Hair loss sufferers around the world may finally have something to rejoice about, as a trial conducted by researchers at Columbia University has just produced very positive results from two new drugs which the scientists believe could be used treat baldness. alopecia researcherThe drugs, ruxolitinib and tofaicitinib, are both janus kinase inhibitors or JAK inhibitors, which means they block the effects of janus kinase (JAK) enzymes in the body. The research team first discovered that tofaicitinib could be a potential treatment for alopecia areata when they were trialling the drug to treat plaque psoriasis and one of the test subjects happened to suffer from alopecia universalis – a related condition – as well. By the end of the trial, the subject had regrown a full head of hair.

What are JAK enzymes?

JAK enzymes are the enzymes inside the hair follicle that are responsible for those follicles remaining dormant during episodes of alopecia areata. Scientists believe that by blocking these enzymes, they can prevent the autoimmune reaction that causes hair loss in alopecia areata sufferers.

The trial

The trial was carried out by grafting human skin onto mice and using human hair follicles that had been grown in culture. The reason this was considered to be more effective than conducting a trial on human test subjects is that mice’s hair growth is synchronised, so that all the hairs are in the same phase of the growth cycle at the same time, which makes it much easier to see the effects of any treatment.
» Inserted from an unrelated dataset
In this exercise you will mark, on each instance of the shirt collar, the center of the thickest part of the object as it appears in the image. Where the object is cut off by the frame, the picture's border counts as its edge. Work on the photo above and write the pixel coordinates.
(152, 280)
The results were very promising, with the mice treated with the JAK inhibitors both showing significant and rapid hair regrowth over a ten day period when compared to the control mouse.

What could this mean for the future of hair loss problems?

Currently, the drugs are only under trial for the treatment of alopecia areata, although it has been mooted that they could also be used to treat alopecia androgenetica, or male or female pattern baldness. Talking to the Daily Mail, Professor Angela Christiano, of Columbia University, said “What we’ve found is promising, though we haven’t yet shown it’s a cure for pattern baldness… More work needs to be done to test if JAK inhibitors can induce hair growth in humans using formulations specially made for the scalp.” Both drugs will have to be approved by various governmental bodies before they can be released for public use, so there’s a long road ahead, but the future looks bright.